Hartmut looked around at the captains. “We can fall back on Ticondaga and make it a base. We can fill the frontiers with blood all summer, keep these peasants from their fields, and strike where we wish until every cabin is burned and this captain has no reserve of manpower to fell his trees. We can keep his forces in the field until the cost breaks his King. We can butcher the little people with our monsters until they know their King cannot protect them.”
“Their King is dead.”
Hartmut nodded. “They do not seem to miss him.”
Thorn swayed. “This strategy of yours-it is not what my master wants.”
Hartmut, who had served several princes, nodded. “It never is. But I always offer it.”
“Give me another choice,” Thorn said.
“You can always fling your army recklessly at this rock of earth and wood,” Hartmut said. His contempt was obvious. “Unless your unseelie powers give you some absolute dominance, your army will die here.”
Thorn nodded. “I understand. Give me another choice.”
Hartmut frowned. “We could move north, around the position. On a wide front, so that we could overwhelm any opposition, surround and crush it in the mountains. Bypass any other strong points.” He shrugged. “Try to cut the road off further along. Then our problem becomes their problem: supply.”
“We can feast on the dead, and they cannot.” Thorn’s voice was hollow.
“They can bake and eat bread,” Hartmut said. “Of the two, I’d rather eat bread.”
“What of the east?” Thorn asked.
“He has another force in the east, but it’s on the other side of the river and too small to affect us.” Hartmut shrugged yet again. “I think he wants us to go east. Instead, with our latest ascession of your little monsters, I’d put three or four legions of them here and around the Hole, and fling them into the entrenchments all day.

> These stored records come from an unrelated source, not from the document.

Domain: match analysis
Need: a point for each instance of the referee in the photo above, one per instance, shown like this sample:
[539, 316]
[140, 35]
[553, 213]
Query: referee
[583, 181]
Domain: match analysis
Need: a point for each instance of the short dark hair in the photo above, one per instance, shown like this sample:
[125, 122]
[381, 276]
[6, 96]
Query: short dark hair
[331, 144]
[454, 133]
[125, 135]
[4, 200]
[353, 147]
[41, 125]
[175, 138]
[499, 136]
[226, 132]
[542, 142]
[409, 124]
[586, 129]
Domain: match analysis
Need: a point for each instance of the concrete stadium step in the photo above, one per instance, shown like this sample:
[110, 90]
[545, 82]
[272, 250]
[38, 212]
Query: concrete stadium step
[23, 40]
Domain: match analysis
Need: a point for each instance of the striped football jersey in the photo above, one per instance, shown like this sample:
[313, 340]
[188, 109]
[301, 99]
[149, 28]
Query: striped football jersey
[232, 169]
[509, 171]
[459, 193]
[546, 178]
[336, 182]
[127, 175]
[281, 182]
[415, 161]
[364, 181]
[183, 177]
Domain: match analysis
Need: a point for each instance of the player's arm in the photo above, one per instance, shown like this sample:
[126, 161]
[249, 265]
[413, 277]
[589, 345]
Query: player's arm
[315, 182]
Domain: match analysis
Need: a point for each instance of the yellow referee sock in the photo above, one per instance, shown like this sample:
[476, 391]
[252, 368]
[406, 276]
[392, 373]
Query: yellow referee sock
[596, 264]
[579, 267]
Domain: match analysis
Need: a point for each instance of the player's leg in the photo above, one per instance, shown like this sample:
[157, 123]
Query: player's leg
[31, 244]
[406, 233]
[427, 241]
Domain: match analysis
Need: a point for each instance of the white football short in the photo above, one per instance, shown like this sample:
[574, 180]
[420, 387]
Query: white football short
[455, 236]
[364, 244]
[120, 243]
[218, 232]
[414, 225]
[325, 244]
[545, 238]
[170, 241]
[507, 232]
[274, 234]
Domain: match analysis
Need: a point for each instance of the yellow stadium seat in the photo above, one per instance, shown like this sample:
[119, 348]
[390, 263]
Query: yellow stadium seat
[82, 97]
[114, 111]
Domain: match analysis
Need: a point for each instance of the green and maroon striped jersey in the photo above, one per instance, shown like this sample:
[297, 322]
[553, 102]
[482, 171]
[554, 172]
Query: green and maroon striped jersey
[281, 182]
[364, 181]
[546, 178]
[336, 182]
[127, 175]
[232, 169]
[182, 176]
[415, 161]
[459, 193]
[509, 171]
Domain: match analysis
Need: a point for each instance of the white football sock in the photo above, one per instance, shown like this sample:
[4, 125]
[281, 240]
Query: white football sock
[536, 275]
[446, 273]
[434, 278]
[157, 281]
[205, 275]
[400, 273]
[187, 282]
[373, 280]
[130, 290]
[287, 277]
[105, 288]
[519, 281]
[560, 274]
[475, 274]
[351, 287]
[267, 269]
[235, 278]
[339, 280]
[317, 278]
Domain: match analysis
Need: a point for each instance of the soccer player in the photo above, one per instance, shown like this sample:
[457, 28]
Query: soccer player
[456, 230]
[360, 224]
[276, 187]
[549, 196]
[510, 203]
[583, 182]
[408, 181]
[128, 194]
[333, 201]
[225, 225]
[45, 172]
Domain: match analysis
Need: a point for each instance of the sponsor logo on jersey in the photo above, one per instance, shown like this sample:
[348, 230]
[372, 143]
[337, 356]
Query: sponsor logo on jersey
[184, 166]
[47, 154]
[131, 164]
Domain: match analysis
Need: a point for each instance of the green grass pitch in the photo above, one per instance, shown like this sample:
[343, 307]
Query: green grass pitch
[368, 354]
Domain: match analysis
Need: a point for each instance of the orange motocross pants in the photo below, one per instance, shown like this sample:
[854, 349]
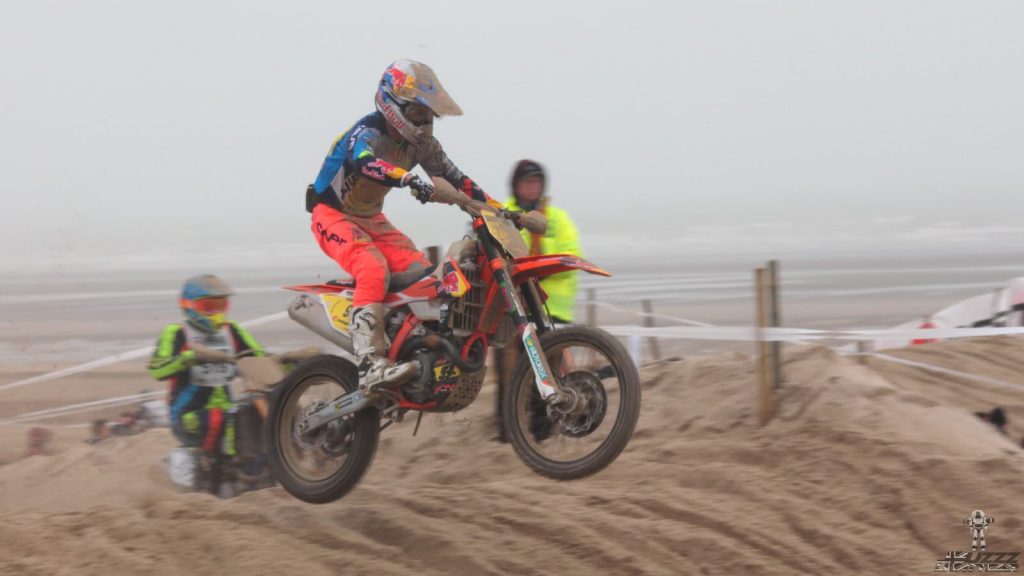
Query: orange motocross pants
[368, 248]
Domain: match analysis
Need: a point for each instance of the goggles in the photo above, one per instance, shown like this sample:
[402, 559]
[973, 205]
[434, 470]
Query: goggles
[418, 114]
[207, 305]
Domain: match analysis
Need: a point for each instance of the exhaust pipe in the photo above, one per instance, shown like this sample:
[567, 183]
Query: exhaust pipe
[309, 312]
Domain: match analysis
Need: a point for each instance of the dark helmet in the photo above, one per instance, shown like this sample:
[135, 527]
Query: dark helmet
[524, 169]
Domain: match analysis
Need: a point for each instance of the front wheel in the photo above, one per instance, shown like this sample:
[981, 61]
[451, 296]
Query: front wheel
[577, 440]
[323, 465]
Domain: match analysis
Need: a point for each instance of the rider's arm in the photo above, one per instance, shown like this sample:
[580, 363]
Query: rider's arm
[247, 343]
[168, 359]
[368, 165]
[436, 163]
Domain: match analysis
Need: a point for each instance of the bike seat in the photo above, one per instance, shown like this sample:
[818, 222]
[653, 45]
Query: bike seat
[397, 281]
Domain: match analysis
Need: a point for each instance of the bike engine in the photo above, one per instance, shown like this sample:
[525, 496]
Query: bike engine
[451, 387]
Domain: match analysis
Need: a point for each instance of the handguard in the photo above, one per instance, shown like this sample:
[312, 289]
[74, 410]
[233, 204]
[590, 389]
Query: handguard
[444, 193]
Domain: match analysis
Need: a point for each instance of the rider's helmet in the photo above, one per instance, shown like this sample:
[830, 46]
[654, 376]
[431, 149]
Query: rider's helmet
[522, 170]
[204, 300]
[410, 96]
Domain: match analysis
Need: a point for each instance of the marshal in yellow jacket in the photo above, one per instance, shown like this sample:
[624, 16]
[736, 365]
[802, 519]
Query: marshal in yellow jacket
[560, 238]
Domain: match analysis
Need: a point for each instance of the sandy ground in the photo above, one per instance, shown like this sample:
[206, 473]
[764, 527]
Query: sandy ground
[865, 468]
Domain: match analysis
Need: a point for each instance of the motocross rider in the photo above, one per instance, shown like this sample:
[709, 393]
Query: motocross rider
[201, 408]
[361, 166]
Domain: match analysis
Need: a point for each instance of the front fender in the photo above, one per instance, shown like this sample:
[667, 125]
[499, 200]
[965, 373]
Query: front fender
[544, 265]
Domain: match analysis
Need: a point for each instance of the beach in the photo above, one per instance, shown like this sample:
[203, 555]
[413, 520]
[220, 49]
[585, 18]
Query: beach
[866, 466]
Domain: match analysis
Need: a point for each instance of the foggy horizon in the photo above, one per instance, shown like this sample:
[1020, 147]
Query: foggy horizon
[690, 128]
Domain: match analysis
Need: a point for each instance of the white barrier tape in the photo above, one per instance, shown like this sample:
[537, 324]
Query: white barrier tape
[652, 315]
[941, 370]
[123, 357]
[83, 407]
[749, 333]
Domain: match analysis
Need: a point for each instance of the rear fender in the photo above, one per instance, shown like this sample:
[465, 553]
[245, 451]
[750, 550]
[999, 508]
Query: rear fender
[542, 266]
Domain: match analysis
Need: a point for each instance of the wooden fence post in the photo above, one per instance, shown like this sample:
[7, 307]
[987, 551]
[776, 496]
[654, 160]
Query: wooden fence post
[765, 400]
[648, 322]
[775, 320]
[591, 306]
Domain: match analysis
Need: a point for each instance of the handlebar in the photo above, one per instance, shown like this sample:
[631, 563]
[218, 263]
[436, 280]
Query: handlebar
[534, 221]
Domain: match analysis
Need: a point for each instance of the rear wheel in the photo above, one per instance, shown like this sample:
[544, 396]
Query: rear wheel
[580, 439]
[323, 465]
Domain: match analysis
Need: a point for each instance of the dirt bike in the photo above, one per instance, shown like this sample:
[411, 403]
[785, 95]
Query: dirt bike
[323, 432]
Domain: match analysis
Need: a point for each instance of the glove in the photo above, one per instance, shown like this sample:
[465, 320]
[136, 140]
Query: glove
[512, 215]
[422, 191]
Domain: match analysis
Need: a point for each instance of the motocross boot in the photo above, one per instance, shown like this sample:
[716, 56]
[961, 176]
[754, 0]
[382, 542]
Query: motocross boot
[376, 370]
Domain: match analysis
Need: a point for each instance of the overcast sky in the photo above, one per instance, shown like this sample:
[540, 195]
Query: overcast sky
[137, 126]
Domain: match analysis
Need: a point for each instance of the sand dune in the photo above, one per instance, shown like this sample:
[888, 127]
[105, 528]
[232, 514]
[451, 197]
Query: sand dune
[866, 468]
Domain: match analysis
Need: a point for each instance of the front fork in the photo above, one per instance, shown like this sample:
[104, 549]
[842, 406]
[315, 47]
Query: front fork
[546, 382]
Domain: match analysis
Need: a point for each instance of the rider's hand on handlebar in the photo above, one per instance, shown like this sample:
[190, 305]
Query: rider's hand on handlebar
[422, 191]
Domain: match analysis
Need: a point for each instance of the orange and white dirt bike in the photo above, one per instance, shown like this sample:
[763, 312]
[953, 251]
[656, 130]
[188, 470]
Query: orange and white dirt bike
[571, 403]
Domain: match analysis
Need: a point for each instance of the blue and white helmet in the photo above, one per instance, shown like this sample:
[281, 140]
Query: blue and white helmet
[204, 301]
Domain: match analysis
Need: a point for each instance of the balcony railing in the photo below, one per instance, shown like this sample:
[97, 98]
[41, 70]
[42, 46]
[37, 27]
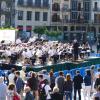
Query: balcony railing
[96, 22]
[20, 2]
[96, 9]
[31, 4]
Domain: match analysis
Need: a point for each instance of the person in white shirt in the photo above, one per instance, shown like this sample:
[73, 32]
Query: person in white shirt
[18, 41]
[97, 94]
[47, 89]
[22, 73]
[97, 73]
[11, 76]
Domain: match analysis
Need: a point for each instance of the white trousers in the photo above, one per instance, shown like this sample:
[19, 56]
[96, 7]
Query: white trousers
[87, 92]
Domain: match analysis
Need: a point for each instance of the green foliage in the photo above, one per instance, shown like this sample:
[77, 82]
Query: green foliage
[44, 30]
[6, 28]
[53, 33]
[40, 30]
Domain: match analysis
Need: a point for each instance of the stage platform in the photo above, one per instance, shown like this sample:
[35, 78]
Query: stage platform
[55, 67]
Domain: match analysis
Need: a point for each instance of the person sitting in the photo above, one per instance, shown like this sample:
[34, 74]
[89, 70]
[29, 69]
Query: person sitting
[56, 95]
[28, 95]
[96, 96]
[11, 94]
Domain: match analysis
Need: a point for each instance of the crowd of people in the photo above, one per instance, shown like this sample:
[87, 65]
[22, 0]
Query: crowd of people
[42, 52]
[19, 85]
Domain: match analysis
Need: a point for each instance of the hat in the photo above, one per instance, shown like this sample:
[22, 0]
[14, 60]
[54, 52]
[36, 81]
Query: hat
[1, 79]
[55, 89]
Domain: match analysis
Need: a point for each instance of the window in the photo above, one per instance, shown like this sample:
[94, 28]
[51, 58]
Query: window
[29, 15]
[79, 6]
[86, 6]
[20, 15]
[65, 7]
[38, 3]
[37, 16]
[45, 16]
[45, 3]
[72, 28]
[74, 5]
[56, 7]
[86, 16]
[95, 5]
[20, 2]
[20, 28]
[28, 30]
[74, 15]
[30, 2]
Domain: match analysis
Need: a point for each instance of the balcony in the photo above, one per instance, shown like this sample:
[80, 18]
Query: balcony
[96, 9]
[29, 3]
[56, 7]
[96, 22]
[20, 2]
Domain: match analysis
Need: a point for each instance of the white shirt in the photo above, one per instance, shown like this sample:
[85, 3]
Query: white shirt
[47, 89]
[18, 41]
[28, 54]
[22, 75]
[39, 53]
[97, 74]
[8, 53]
[11, 78]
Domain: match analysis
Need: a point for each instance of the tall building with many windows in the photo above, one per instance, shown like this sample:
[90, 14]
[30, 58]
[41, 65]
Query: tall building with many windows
[74, 18]
[31, 13]
[6, 13]
[95, 15]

They can die slowly, and we’ll win along the road and push the battle back to here.”
“You are reckless in expending them,” Thorn said.
“That’s what they are for, surely?” Hartmut shrugged. “They are fodder. But in mass waves, they will tie down any force left here-while we turn his flank.”
“His flank,” Thorn said. “The Dark Sun.”
Unnecessarily, Hartmut said, “He beat you before.”
Thorn rustled, stone on stone. “I am aware.”
Hartmut shook his head. “I need a private word, my Lord Sorcerer.”
The Outwallers and the others drew back.
“Retreat, and fight another day,” Hartmut said. “That is my advice.”
“No,” said Thorn.
“Then north, around them. As soon as we can.” Hartmut took a breath. “Into the woods. Leave most of the boglins-they will only slow us. And in a mass-we have what, fifteen, twenty thousand of them? Let them go forward against the ridge.”
Thorn seemed relieved. “And will there be a great battle?” he asked.
Hartmut paused. “We have odds of four or even five to one or better,” he said. “If we are very lucky and we move fast, there will be no great battle. They’ll simply fold away and be massacred as we turn their positions-or stand and starve. If the boglins break through-then we win a massive victory and the whole enemy force is massacred.”
Thorn seemed for a moment to whisper to someone else.
“Massacre will do. It is essential that as many of them be together as can be arranged.” Thorn swayed again. “And if we are not lucky?”
“It will be a terrible battle in the wilderness.” Hartmut pursed his lips. “A fight unlike any I have ever seen. No possible way to predict the result.”
“Perfect,” Thorn said.
Hartmut nodded. “As you command,” he said.